Natasha Hurley, global environment campaigner for the Environmental nvestigation Agency, picked up on global environmental priorities for the cold chain by focusing on the retail sector as leader in reducing emissions.

She praised the progress from retailers, commenting that “retailers are ready for change and at the forefront of efforts to move away from HFC refrigeration”. She added that the retail sector is diverse and so there is no one-size-fits-all solution for refrigeration, but she noted that indirect emissions due to energy should be seen as important as direct emissions.

Food and Drink Federation head of climate change and energy policy Stephen Reeson looked at changes in the food manufacturing sector and assessed the impact of new political developments.

He spoke about the impact of national policy on change in the UK food and drink manufacturing sector, highlighting the challenges associated with the many regulations, as well as the many potential technological solutions available.

The need to map the potential solutions to help the non-technical specialists was discussed, along with the need for better translation and communications of technologies.

Penny Dunbabin of DECC shared her insights into how government is trying to understand the market and to drive change towards more environmental practices. She noted the fact that regulation and standards for space cooling are less developed than those for heating and refrigeration. She asked if there was space for more regulation.

Demand and supply

British Gas energy manager Alastair Hotchkiss took a wider view of energy use, demand and supply limitations. He concluded that, in future, focus needs to be on managing demand and supply, as well as on the interaction between the two, via smart grids, intelligent consumption and load shedding and storage.

GEA Grenco managing director David Bostock gave a business perspective of how on an international and national level businesses are having to balance priorities including environmental policy and change.

He highlighted the importance of energy costs of refrigerant plant over the lifecycle, noting that by focusing on minimising lifecycle cost it was possible to reduce the environmental impact significantly. He called this
“doing the right thing for the wrong reasons”.

Finally, Ian Tansley, chief technical officer of Surechill – a company successfully developing innovative ‘green’ cooling technology – looked at how barriers to innovation can be overcome.

He used Surechill’s experience in developing a vaccine refrigerator as an example of where a product has been developed and commercially exploited to meet a market need. However, he noted a number of barriers to innovation, namely:

  • Insufficient clarity of vision;
  • Signals not strong enough from the market;
  • Vested interest in maintaining existing market position;
  • Risk-averse leadership;
  • Lacking the culture to make significant change.

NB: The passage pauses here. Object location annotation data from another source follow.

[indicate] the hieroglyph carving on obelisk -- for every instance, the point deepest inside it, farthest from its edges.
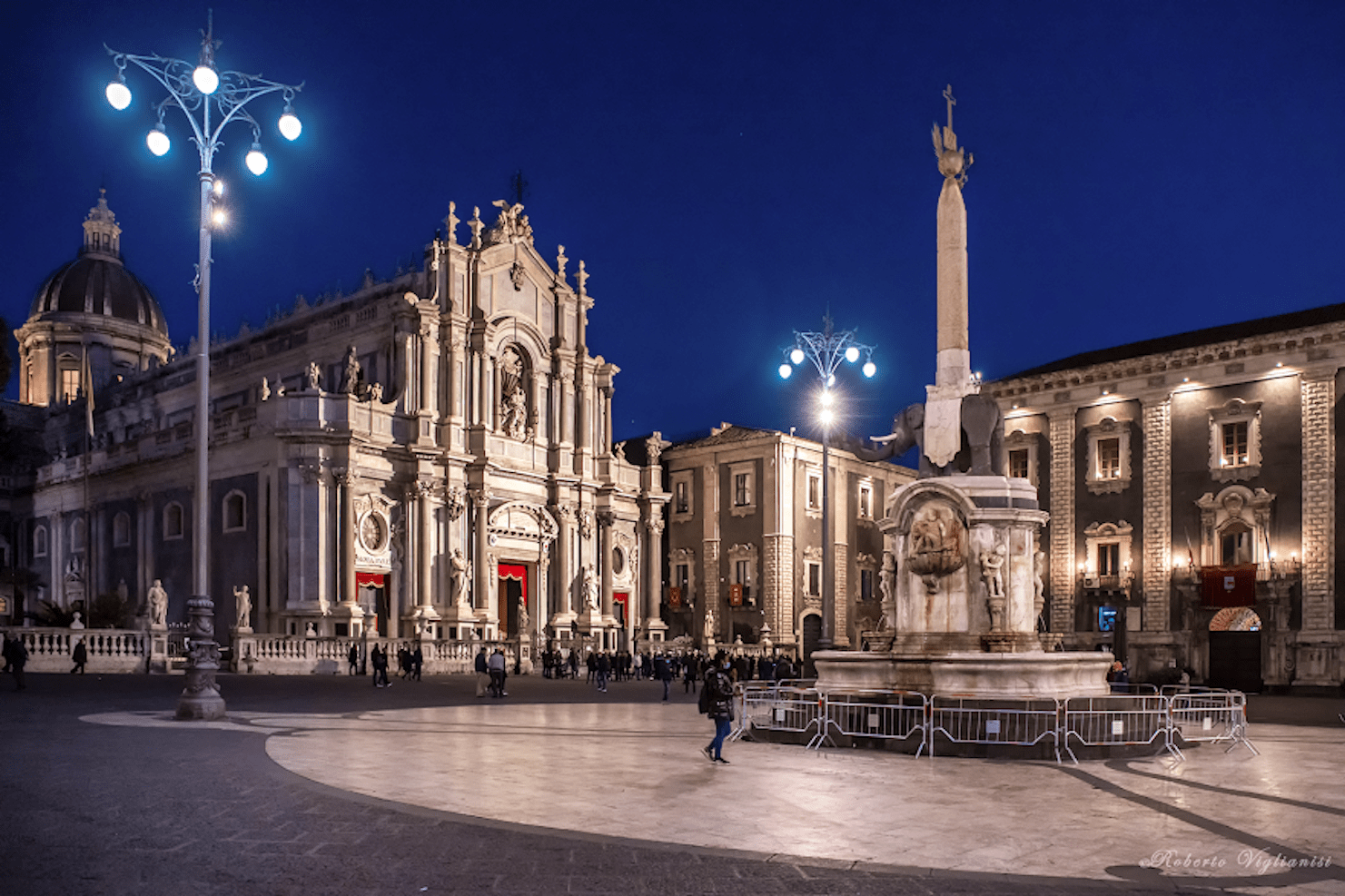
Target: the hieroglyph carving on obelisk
(953, 370)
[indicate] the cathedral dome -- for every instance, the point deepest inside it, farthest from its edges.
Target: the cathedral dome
(97, 281)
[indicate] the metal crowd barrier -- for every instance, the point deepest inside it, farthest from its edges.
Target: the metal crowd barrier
(1212, 717)
(994, 722)
(1119, 720)
(881, 714)
(779, 708)
(1115, 720)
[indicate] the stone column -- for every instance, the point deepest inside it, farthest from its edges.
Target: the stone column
(344, 478)
(604, 524)
(1319, 399)
(564, 566)
(1158, 513)
(428, 402)
(481, 596)
(653, 560)
(1062, 519)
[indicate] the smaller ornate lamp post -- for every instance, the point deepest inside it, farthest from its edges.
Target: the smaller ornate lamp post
(826, 350)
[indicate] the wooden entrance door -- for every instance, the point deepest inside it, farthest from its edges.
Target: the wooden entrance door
(1235, 659)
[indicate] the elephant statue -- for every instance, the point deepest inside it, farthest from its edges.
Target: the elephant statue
(982, 440)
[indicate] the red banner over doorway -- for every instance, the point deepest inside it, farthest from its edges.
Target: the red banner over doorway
(1228, 586)
(515, 572)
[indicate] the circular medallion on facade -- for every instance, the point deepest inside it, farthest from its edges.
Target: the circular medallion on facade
(372, 532)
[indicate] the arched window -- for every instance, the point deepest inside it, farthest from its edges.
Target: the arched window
(122, 530)
(173, 521)
(235, 511)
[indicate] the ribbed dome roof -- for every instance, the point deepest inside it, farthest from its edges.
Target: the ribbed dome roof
(97, 282)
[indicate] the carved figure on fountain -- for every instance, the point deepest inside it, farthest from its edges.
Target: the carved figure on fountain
(982, 440)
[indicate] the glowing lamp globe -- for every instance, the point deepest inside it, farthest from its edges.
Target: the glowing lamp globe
(158, 142)
(256, 161)
(204, 78)
(119, 94)
(290, 125)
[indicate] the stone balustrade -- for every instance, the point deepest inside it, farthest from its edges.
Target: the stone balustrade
(111, 650)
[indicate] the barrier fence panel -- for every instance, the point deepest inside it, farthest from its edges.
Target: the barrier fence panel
(883, 714)
(785, 709)
(1210, 716)
(995, 722)
(1121, 720)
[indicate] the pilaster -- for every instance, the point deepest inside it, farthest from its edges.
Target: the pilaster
(1158, 513)
(1319, 397)
(1062, 519)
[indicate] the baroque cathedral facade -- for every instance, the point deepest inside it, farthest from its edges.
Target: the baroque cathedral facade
(427, 457)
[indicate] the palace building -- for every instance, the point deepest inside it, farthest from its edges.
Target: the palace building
(430, 455)
(1194, 488)
(746, 542)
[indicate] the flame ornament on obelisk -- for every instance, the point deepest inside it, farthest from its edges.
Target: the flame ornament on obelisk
(953, 370)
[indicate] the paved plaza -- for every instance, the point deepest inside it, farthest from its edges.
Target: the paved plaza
(324, 784)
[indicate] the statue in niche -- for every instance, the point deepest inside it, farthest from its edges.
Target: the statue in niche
(590, 597)
(935, 544)
(992, 569)
(460, 574)
(514, 390)
(158, 606)
(242, 607)
(351, 373)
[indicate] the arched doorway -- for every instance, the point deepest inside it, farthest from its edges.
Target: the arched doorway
(811, 641)
(1235, 646)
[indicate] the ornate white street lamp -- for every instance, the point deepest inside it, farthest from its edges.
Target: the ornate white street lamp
(209, 100)
(827, 350)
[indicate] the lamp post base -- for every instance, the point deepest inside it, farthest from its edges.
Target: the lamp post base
(201, 700)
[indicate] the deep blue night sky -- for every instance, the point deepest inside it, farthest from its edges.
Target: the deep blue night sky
(727, 171)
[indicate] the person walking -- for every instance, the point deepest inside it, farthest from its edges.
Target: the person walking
(380, 659)
(717, 703)
(663, 672)
(604, 669)
(483, 673)
(498, 665)
(17, 659)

As delegates from UK, Sweden, Norway, Germany and France discussed these issues, it became clear that there were many common themes from the different presentations – including the collective view that both direct and indirect impact of rac systems have to be further addressed.

On the plus side, it was acknowledged that rac will play an increasingly important role in reducing food waste in the future and that wider adoption of heat pumps will be key to achieving low-carbon heating needs.